More recently, in 1935 Harry N. Hawks, who was a dealer in Dodge Brothers Motor Vehicles near Hoosick Corners, documents his recollection of Garret Van Heusen, "The house which Garret Van Heusen built is about 100 years old and is now occupied by Addison A. Brimmer who bought it following the deaths of Van Heusen and his wife. Mr. Brimmer is 95 years old......The slaves came one or two at a time, usually two, and they brought a letter of identification to present to the master of the house. In this house the slaves were kept through the day in a small upstairs room and at night allowed to travel on to the next station which was between Bennington, VT, and North Bennington, VT, known as the Hicks' place."

This Society is eager to talk to descendants of established families who may have been told stories about the Underground Railroad. An initiative is underway to designate the Van Heusen House as an important stop along the Underground Railroad.
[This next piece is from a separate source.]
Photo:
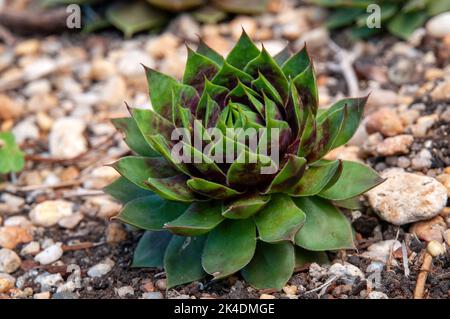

*The Union Church is the Liberal Religious Society at Mapletown, incorporated Jan. 23, 1836. It occupied the property of the old Mapletown Church which was originally the Hoosick Baptist Church founded March 16, 1785. The Union Church was a mission church and persons of several religious denominations worshiped there. See Landmarks of Rensselaer County, p. 433 for more information. Van Hoosen also served as president of the Rensselaer County Liberty Party in 1845 when a Convention was held in Troy (see Tom Calarco's The Underground Railroad Conductor: A Guide to Underground Railroad sites in Eastern New York.)

**See page 95, Tom Calarco's The Underground Railroad in the Adirondack Region. In the near future, the four letters discussed in this article will be placed on our website, Hoosickhistory.com

Joan Dater, a history buff, is a member of the Pittstown and Hoosick Township Historical Societies.